Era il settembre dell’anno 1882, quando la casa editrice Gennaro Salvati pubblicò la prima edizione de La Medea di Portamedina di Francesco Mastriani, e, secondo alcune indicazioni dell’epoca, risalirebbe al giorno 8. Per un imperscrutabile disegno della sorte, 135 anni dopo, la data per la messa in scena al Maschio Angioino di Napoli dello spettacolo, tratto dal romanzo di Mastriani, è programmata proprio venerdì 8 settembre 2017 alle ore 21.00, con la drammaturgia e la regia di Annamaria Russo.

Presentato da Il Pozzo e il Pendolo in collaborazione con l’Assessorato alla Cultura del Comune di Napoli, l’allestimento, interpretato da Rosaria De Cicco, Marianita Carfora, Giuseppe Gavazzi, Peppe Romano, Alfredo Mundo, Gennaro Monti, Sonia De Rosa, Paolo Rivera, con la partecipazione di Rita Ingegno, Federica Grosso e Marco Amodeo, si avvale del disegno luci a cura di Sebastiano Cautiero, i costumi di Annalisa Ciaramella.

“Nello scenario più suggestivo che potevamo sperare – sottolinea Annamaria Russo – all’ombra delle torri del maniero più bello di Napoli, la storia di Coletta Esposito, scivola fuori dalle pagine di quella antica edizione e prende vita sulle assi di legno di un palco a forma di ruota. La ruota dell’Annunziata, la ruota della vita, la ruota della sorte che girando, fatalmente si ferma nel, probabile, stesso giorno di 135 anni fa”.

Siamo al 19 maggio 1793, Coletta Esposito, una giovane popolana di via Portamedina, uccide la figlia di pochi mesi e getta il corpicino esanime sul sagrato della chiesa, dove si stanno celebrando le nozze dell’uomo che aveva promesso di sposare lei e non quella donna vestita di bianco che stringe sottobraccio.

La donna, poco più che ventenne, assurge agli onori della cronaca per il suo terribile delitto, che richiama alla tragedia greca.
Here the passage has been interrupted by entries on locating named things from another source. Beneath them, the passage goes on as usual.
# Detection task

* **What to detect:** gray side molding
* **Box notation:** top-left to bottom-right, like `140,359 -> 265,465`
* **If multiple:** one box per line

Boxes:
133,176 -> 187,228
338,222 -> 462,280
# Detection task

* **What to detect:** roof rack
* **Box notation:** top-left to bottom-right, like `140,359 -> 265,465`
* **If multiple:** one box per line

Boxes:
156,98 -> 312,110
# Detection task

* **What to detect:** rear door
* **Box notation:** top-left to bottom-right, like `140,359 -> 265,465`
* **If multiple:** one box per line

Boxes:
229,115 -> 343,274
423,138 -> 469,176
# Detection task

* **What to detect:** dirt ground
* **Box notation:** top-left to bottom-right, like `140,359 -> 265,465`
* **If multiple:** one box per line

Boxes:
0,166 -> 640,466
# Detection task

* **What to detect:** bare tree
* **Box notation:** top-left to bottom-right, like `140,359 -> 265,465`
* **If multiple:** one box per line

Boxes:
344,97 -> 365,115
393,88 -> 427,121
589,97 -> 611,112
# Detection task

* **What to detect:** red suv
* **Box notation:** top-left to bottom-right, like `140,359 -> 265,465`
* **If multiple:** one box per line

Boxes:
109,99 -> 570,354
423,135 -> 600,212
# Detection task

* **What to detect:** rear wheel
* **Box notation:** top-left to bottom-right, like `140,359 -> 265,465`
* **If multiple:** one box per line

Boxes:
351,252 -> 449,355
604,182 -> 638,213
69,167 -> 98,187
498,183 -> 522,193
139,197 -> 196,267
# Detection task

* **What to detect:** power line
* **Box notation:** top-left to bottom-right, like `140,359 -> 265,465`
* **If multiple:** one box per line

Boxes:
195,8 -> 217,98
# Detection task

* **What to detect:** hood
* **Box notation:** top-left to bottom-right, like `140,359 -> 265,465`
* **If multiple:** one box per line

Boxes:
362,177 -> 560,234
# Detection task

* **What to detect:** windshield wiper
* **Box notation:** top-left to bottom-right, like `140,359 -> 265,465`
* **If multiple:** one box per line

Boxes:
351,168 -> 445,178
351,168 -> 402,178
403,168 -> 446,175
La popolana dal nome oscuro sarà ribattezzata la Medea di Portamedina, e, in quel soprannome, la banalità del male acquista un accento epico. Coletta Esposito, nell’immaginario del popolo napoletano, cessa di essere una donna per trasformarsi in una fiera snaturata. Non possono esserci comprensione e compassione per un delitto che rappresenta un insulto all’amor materno.

Calpestare il più sacro e intoccabile dei sentimenti, imponeva  una condanna esemplare: non  solo lo “strascinamento” e la decapitazione, ma l’ignominia nei secoli dei secoli.

E’ dalla riprovazione collettiva, dall’indignazione che cancella la pietà, che ha preso vita quest’allestimento. La scrittura teatrale della tragedia di Portamedina nasce come reazione a una domanda urticante: quante donne sottoposte allo strazio di una vita, fatta di tribolazioni inimmaginabili, avrebbero potuto trasformarsi in altrettante Medee?

La messinscena di Annamaria Russo non tenta di dare risposte. Non esistono risposte per la disperazione che nasce dal sangue e si nutre di sangue, ma esistono solo domande dolorose, strazianti, che restano sospese sulla soglia dell’orrore e della compassione.